Part 44

102 24 28
                                    

"Junhyung-ah. Junhyung-ah,"

Junhyung membuka matanya, merasakan bahunya diguncang-guncang. Akhirnya ia bisa tidur setelah terjaga semalaman—ditambah meratapi nasibnya di kamar sendirian. Junhyung mendongak dan melihat Hareun duduk di tempat tidurnya.

"Oh, Hareun-ah. Ada apa?" tanya Junhyung sambil buru-buru membenamkan wajahnya di bantal agar Hareun tak melihat matanya yang bengkak.

"Aku harus pergi," jawab Hareun.

Junhyung langsung menoleh ke arah Hareun dengan kaget. "Kau akan berangkat ke Indonesia sekarang?"

"Bukan. Aku akan pergi dengan Yoseob," jawab Hareun sambil bangkit. "Kau enggak usah menungguku karena aku enggak tahu jam berapa aku akan pulang. Kalau kau ingin makan, hangatkan saja sayur yang ada di atas kompor."

"Oh, baiklah," sahut Junhyung lesu, sementara Hareun pergi keluar kamar. Ini hari terakhirnya, dan Hareun memilih untuk menghabiskannya dengan Yoseob? Ah, Junhyung bodoh. Hareun sudah pernah memberikannya waktu sepanjang hari dan dia malah menyia-nyiakannya.

Junhyung termenung di tempat tidurnya. Rasa kantuknya hilang seketika. Padahal Hareun masih tinggal di rumahnya, tetapi Junhyung sudah merasa kesepian, dan kembali insomnia. Bagaimana jika gadis itu benar-benar pergi nanti? Apakah Junhyung bisa bertahan hidup dalam waktu seminggu?

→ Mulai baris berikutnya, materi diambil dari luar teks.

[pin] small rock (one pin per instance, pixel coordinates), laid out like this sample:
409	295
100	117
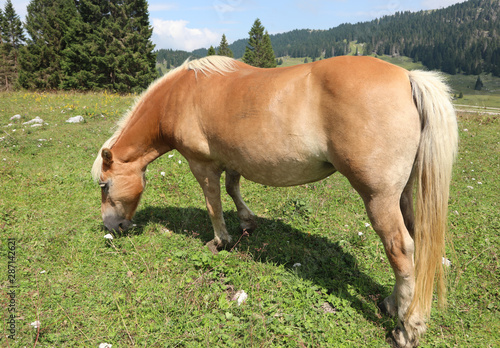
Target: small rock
36	120
76	119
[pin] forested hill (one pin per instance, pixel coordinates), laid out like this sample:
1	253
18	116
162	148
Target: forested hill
464	38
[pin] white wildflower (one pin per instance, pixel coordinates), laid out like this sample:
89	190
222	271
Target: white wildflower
446	262
240	297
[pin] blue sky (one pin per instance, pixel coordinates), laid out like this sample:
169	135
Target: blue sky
192	24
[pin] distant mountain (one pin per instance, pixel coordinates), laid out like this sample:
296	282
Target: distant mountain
464	38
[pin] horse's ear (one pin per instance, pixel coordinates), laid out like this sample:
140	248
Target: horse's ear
107	157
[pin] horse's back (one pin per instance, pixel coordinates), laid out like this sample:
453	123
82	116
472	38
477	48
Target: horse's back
292	125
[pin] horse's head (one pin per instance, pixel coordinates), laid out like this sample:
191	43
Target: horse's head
121	185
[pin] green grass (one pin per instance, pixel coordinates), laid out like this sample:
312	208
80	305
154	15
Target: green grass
160	286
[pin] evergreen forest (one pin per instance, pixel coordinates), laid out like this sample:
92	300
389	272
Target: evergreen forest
462	38
106	44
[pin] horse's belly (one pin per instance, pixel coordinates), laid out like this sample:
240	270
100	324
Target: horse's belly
285	173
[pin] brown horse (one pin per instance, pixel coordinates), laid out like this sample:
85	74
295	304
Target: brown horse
390	131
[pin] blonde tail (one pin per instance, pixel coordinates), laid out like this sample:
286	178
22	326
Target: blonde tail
433	169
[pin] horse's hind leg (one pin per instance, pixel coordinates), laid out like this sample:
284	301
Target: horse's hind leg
389	305
246	216
387	219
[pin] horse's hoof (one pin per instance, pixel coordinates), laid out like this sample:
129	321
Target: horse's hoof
399	339
383	308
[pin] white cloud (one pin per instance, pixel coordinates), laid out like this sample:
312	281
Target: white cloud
177	35
437	4
161	7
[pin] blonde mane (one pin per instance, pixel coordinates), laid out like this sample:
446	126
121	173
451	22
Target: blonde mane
207	65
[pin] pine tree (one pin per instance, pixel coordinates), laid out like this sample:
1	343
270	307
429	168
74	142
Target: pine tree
47	22
130	58
12	38
259	51
479	84
224	49
83	62
211	51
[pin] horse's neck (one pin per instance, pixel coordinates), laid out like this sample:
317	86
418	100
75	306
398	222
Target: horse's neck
141	141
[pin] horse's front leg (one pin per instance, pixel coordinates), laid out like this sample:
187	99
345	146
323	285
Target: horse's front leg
208	176
246	216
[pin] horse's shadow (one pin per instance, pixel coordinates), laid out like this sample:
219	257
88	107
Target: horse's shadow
322	261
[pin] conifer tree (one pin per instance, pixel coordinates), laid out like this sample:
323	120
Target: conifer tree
224	49
12	38
47	23
133	67
259	51
211	51
83	61
479	84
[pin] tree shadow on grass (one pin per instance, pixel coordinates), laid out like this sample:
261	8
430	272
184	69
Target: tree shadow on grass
324	262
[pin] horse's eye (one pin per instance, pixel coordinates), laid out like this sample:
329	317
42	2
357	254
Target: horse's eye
104	185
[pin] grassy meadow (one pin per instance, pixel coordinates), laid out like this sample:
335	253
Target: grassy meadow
314	270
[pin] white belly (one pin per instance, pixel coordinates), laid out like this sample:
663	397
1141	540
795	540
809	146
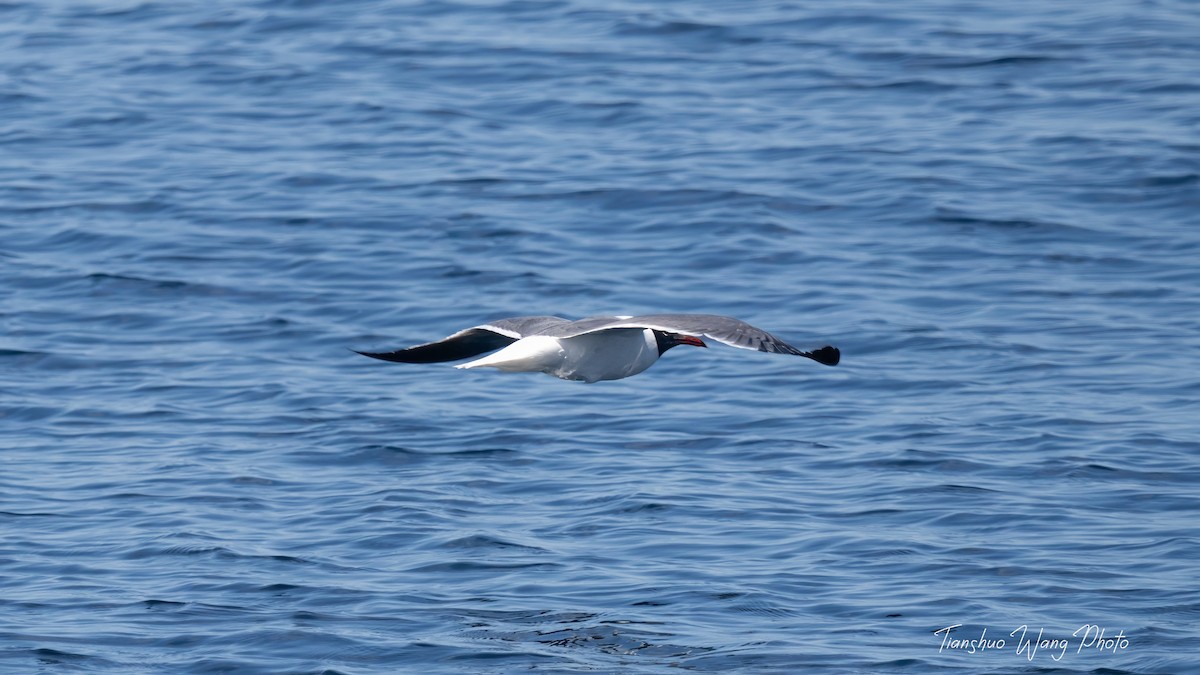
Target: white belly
609	354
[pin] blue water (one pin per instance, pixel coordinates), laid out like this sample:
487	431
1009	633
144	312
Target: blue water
993	209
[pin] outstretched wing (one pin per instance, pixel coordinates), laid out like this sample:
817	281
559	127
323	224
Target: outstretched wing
721	328
472	341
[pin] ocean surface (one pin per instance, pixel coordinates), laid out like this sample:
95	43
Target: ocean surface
991	208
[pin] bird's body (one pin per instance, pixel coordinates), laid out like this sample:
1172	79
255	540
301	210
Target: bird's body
591	350
592	357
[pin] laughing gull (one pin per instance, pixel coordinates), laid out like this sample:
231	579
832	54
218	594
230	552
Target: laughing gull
603	347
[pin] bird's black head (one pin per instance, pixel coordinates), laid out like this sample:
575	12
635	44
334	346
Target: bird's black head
667	340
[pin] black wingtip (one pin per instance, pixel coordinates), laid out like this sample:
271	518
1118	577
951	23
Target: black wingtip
826	356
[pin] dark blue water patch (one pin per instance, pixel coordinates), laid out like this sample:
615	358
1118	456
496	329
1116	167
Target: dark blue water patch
989	215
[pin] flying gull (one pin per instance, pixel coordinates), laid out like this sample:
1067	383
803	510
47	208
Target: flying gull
603	347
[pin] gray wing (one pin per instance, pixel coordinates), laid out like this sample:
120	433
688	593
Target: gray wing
472	341
721	328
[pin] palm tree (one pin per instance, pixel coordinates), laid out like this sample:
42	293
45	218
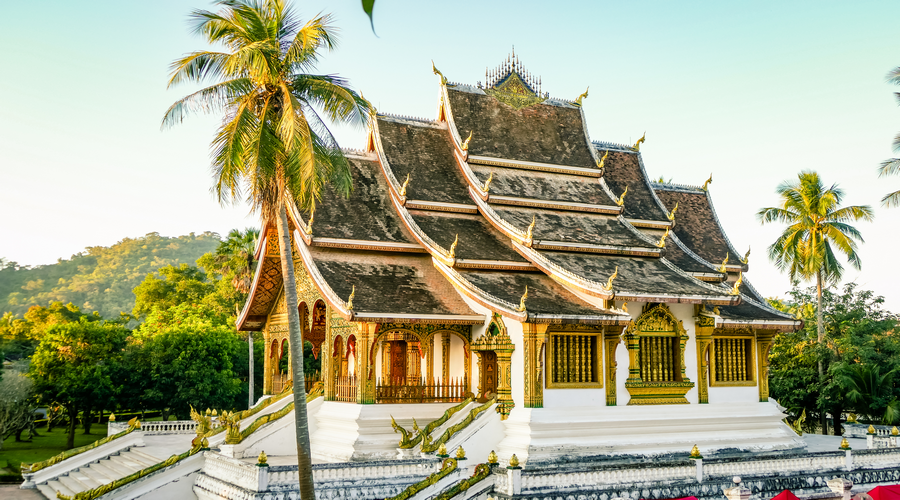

Junhyung turun dari tempat tidurnya lalu melangkah lesu ke kamar kerjanya. Dilihatnya koper milik Hareun berdiri di dekat laci pakaiannya.

Koper. Waktu itu Hareun hanya memakai tasnya karena ia menolak untuk membawa semua pakaiannya. Namun, kali ini Hareun memakai koper. Junhyung membuka laci pakaian Hareun dan mendapati laci itu hampir kosong. Hanya mantel serta jaket musim dingin yang ditinggalkannya, karena Hareun pernah mengatakan ia takkan membutuhkannya di Indonesia.

Kenapa Hareun tidak menyisakan pakaiannya kalau-kalau dia akan datang untuk menginap suatu hari nanti? Apa dia tidak berniat kembali ke sini lagi? Junhyung menutup laci pakaian itu dengan jengkel lalu pergi ke meja kerjanya. Ia membuka salah satu laci yang dikunci dan mengeluarkan sebuah pigura dari dalamnya.

Junhyung memandangi gambar di tangannya—dua anak laki-laki berjaket kuning dan berjaket putih, serta seorang anak perempuan dengan rambut dikucir dua. Pigura itu biasa duduk di atas meja kerjanya, hingga Junhyung membaca CV Hareun, dan langsung menyembunyikannya.

Junhyung mengira-ngira, jika ia bisa mengulangi hari itu—hari saat Yoseob membawa Hareun ke rumahnya—apakah ia akan tetap bersikeras menolak gadis itu untuk tinggal di sana? Apakah ia akan membiarkan Hareun pergi di hari ia membuntuti gadis itu dalam hujan? Atau ia akan langsung memberi tahunya bahwa mereka bersaudara dan menghindari segala drama percintaan yang menguras seluruh perasaannya ini?

"Maaf, Hareun-ah. Aku enggak bisa memberi tahumu hingga akhir," gumam Junhyung sambil menyimpan pigura itu kembali ke dalam laci lalu menguncinya.

~***~

"Kita akan ke mana?" tanya Hareun.

"Ibuku memintaku untuk menemaninya mengunjungi saudaraku yang baru melahirkan," jawab Yoseob sambil mengendarai mobilnya. "Aku sangat suka anak-anak dan enggak keberatan memiliki satu sekarang."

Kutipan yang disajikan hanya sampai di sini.